By the end of 1988, Japan’s total soft-loan contributions of $5.9 billion amounted to 53.2% of the money the bank lends, compared to the United States’ $1.4 billion, or 12.6%.
American representatives fear that if the United States allows Japan to gain the upper hand, U.S. interest in the bank will plunge.
“We would allow ourselves to slip to a second-echelon power in the bank,” the U.S. official predicted.
One key American staff member at the bank has repeatedly criticized the U.S. government’s change in attitude.
The United States’ “role and image” in the ADB, as well as in the World Bank and the International Monetary Fund, is marked by “flagging financial support,” S. Stanley Katz, vice president in charge of operations, said in a recent interview.
Katz, who has made similar points in several speeches, said the United States “is frequently seen as demanding, negative and pursuing its own agenda--sometimes working at cross-purposes with the missions of the (three international) organizations.”
He complained: “The United States still seems to view Asia as a question of strategic balances, protection of sea lanes and defense perimeters. These interests, while important, should not continue to obscure the fact that it is commerce and economics--not defense--that now drives the region.”
Katz insisted that the United States’ problems with the ADB run deeper than disagreements with policies and operations. A general ignorance of Asia has caused the American presence in such areas as trade and exports to not keep pace with the region’s surging growth, he said.
“Asia just doesn’t figure prominently inside the beltway (surrounding Washington),” he said. “Japan does, but not the region as a whole.”
Fujioka, who has served as ADB president since 1981, said “the (bank’s) staff from other countries would agree” with Katz’s charges. “Katz has been here for 10 years,” he said. “He knows the internal situation very well.”
Japanese representatives, meanwhile, say they are happy with the status quo. Recently they sought a larger voting share on the bank’s 12-member board, but they now insist that they do not want to surpass the United States.

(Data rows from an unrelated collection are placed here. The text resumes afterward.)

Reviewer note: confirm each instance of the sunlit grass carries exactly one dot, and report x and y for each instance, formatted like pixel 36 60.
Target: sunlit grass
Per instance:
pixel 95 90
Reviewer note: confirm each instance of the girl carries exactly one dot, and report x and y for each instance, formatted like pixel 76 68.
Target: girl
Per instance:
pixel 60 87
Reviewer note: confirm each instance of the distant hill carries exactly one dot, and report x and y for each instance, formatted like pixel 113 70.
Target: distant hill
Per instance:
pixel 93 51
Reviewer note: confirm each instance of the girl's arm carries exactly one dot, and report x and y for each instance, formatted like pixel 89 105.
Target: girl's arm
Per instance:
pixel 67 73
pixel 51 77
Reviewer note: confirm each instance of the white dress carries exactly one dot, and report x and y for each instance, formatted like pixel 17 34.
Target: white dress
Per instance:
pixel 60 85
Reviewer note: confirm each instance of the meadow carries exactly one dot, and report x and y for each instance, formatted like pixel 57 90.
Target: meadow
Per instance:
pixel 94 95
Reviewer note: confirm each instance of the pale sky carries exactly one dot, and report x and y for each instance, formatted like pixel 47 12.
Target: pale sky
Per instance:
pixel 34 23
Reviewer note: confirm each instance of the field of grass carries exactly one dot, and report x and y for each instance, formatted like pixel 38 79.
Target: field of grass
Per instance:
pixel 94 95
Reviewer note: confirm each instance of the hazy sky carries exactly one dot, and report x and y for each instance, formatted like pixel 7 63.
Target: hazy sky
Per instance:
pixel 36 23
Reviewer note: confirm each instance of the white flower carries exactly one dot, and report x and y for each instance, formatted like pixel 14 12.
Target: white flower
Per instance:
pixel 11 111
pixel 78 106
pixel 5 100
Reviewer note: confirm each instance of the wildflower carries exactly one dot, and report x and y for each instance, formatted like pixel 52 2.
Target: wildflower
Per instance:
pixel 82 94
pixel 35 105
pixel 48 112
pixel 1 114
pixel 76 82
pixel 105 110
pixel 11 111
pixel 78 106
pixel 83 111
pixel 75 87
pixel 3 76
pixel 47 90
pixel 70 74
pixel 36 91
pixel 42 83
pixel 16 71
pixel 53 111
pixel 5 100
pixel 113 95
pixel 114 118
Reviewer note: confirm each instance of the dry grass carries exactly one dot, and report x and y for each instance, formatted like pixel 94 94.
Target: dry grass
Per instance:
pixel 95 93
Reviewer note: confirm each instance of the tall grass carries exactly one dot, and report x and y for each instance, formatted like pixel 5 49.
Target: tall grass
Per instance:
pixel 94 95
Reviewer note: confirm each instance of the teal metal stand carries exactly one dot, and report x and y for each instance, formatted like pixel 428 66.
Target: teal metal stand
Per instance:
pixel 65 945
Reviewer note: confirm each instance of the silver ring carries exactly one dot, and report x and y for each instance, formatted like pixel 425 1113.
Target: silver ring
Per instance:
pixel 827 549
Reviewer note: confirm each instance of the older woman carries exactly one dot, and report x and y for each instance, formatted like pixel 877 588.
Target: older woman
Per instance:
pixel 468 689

“When we look at the clout, including military power, the United States holds in international councils, we don’t think that the time has come for Japan to take over from the United States,” said Shoji Mori, Japan’s ambassador to the ADB. “Rather, we believe we should join hands with the United States in seeking Asian development.”
In the United States, Congress has never balked at allocating the share of funds needed to retain equal voting rights with Japan, the American official insisted. And although it has blocked U.S. contributions to the soft-loan fund, that stems in large part from domestic budgetary problems, which have forced cutbacks to all international economic organizations.
In addition, this official said, appreciation of the yen and other currencies has made so much cash available for ADB loans that “we’ve almost got money coming out of our ears.”
Mori, noting a 50% increase in the bank’s soft loans between 1986 and 1988, agreed that ADB has sufficient funds for now. But he contended that the Americans have been tardy in meeting deadlines for soft-loan contributions and said that Japan hopes the Bush Administration will “make efforts to catch up in carrying out U.S. promises.”
Fujioka, meanwhile, charged that the American lack of enthusiasm is directed “not only toward this bank but toward foreign aid in general.”
American “aid fatigue” has prevailed for 10 years, reflecting huge U.S. budget deficits, he said. “Japan also has a budget deficit,” he added pointedly, “but it is willing to spend money for aid.”
Asked if he were concerned about diminishing U.S. support for the bank, Fujioka said: “What’s the use of being concerned? It is simply a reality. We must learn how to live with it.”